The bar plot displays the condition frequency counts stacked by country, now with unknown included. For clarity’s sake, again China is excluded from this plot to allow for clearer representation of the other impacted countries. The bar plot indicates most countries with reported cases of the virus actually have some number of cases in an unknown condition. The plot shows Japan with an unknown count over 200 cases. The plot also shows several other east Asian countries in near proximity to China having higher count of cases with unknown conditions. By adding the unknown condition, this plot more accurately portrays the volume of reported virus cases around the world.

# Remove China as before
cnr_wo_china <- cnr_raw_long %>% filter(country != "China") %>% arrange(desc(cases))
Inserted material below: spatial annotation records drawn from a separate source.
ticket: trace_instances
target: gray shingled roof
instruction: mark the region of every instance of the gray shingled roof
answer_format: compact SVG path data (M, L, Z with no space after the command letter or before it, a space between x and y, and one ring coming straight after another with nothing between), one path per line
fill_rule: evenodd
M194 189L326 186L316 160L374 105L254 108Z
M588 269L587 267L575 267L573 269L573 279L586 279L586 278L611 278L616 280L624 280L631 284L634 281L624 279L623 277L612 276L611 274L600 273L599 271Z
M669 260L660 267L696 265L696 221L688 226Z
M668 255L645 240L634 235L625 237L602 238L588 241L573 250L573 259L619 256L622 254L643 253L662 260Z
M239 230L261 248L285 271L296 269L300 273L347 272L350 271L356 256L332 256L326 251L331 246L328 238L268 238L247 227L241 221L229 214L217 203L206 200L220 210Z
cnr_wo_china$country <- as.character(cnr_wo_china$country)
#Then turn it back into a factor with the levels in the correct order
cnr_wo_china$country <- factor(cnr_wo_china$country, levels=unique(cnr_wo_china$country))
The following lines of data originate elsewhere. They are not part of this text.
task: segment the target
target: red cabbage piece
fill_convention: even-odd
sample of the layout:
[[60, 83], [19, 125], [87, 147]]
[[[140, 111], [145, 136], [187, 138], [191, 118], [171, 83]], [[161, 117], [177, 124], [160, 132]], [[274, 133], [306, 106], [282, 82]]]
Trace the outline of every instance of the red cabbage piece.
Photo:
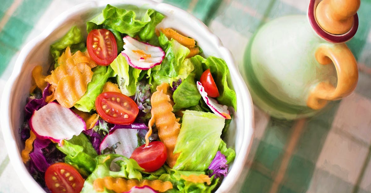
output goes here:
[[50, 86], [50, 84], [48, 83], [47, 86], [43, 91], [42, 98], [33, 99], [29, 97], [27, 98], [27, 104], [24, 107], [26, 111], [25, 116], [26, 119], [28, 119], [31, 117], [34, 111], [39, 110], [40, 108], [47, 104], [47, 103], [45, 102], [45, 99], [47, 96], [51, 94], [49, 90]]
[[46, 148], [51, 142], [49, 139], [40, 139], [36, 138], [33, 142], [33, 152], [30, 153], [31, 161], [39, 170], [45, 172], [50, 166], [43, 154], [42, 149]]
[[209, 175], [209, 177], [211, 177], [215, 175], [214, 178], [218, 178], [221, 177], [222, 176], [223, 177], [227, 176], [228, 165], [227, 164], [226, 156], [220, 153], [220, 151], [218, 151], [216, 152], [216, 155], [209, 166], [208, 169], [213, 170], [213, 173]]
[[[98, 122], [98, 121], [97, 121], [97, 122]], [[93, 129], [88, 129], [82, 132], [90, 136], [90, 142], [93, 145], [93, 147], [94, 148], [98, 155], [100, 155], [101, 151], [99, 150], [99, 146], [101, 145], [102, 139], [104, 135], [100, 134], [99, 133]]]
[[182, 83], [182, 79], [180, 78], [179, 78], [179, 79], [178, 80], [178, 81], [177, 81], [176, 82], [173, 82], [173, 88], [170, 88], [170, 90], [173, 91], [173, 92], [174, 93], [174, 91], [175, 91], [175, 90], [176, 90], [177, 88], [178, 88], [178, 87], [179, 87], [179, 85], [180, 85], [180, 84], [181, 84], [181, 83]]
[[116, 129], [148, 129], [148, 127], [144, 123], [133, 123], [131, 125], [126, 125], [115, 124], [114, 125], [114, 126], [111, 128], [110, 131], [112, 131]]

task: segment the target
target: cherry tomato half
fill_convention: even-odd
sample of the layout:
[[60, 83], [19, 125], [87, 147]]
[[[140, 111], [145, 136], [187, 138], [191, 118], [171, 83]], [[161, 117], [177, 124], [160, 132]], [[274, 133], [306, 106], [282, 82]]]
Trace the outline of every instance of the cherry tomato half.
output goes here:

p2 <- ggplot(data=cnr_wo_china, aes(x=country, y=Frequency, fill=Condition)) +
      geom_bar(stat="identity") +
      theme(legend.position="bottom")
p2 + theme(axis.text.x = element_text(angle = 45, hjust = 1)) +
      labs(subtitle="Country Vs Condition Frequency excluding China", 
       y="Condition Frequency", 
       x="Country", 
       title="Bar Plot") + coord_flip()

In contrast to the box plot presented without the unknown cases, the boxplot with the condition unknown included indicates the volume of unknown cases outpaces the other four conditions. With the box plot displaying the frequency counts by condition regardless of country, the plot makes clear that the unknown cases, which are not included in the provided data, make up the bulk of cases in countries. In an effort to focus attention on the boxes of the box plot, the lower and upper whiskers are computed and from those calculations the y limits of the Cartesian coordinates are scaled to more clearly display the boxes and the mean values represented as diamonds. Again, China was excluded from this plot as to be an extreme outlier to the data.

# compute lower and upper whiskers
ylim1 = boxplot.stats(cnr_wo_china$Frequency)$stats[c(1, 5)]

# Basic box plot
p3 <- ggplot(cnr_wo_china, aes(x=Condition, y=Frequency)) + 
  geom_boxplot() +
  stat_summary(fun.y=mean, geom="point", shape=23, size=4) +
  labs(subtitle="Condition Vs Frequency Count excluding China", 
       y="Frequency Count", 
       x="Condition", 
       title="Box Plot")
p4 = p3 + coord_cartesian(ylim = ylim1*7)

# Display plot
p4

Conclusion

In conclusion, the provided data (even though outdated) did not accurately represent the condition of all the cases of the reported coronavirus. Upon initial inspection, the percentages and counts of recovered cases present visualizations that indicate promising containment of the virus. In conjunction, the initial depiction of death counts made the outbreak appear focuses to just a few countries. Realizing the provided data gave the overall counts without the complete breakdown of conditions, the introduction of the unknown condition was required to given a more accurate portrayal of the reported virus cases. With the unknown condition in consideration, the plots portrayed an understanding of the spread of the virus in which most instances the condition of the case is unknown.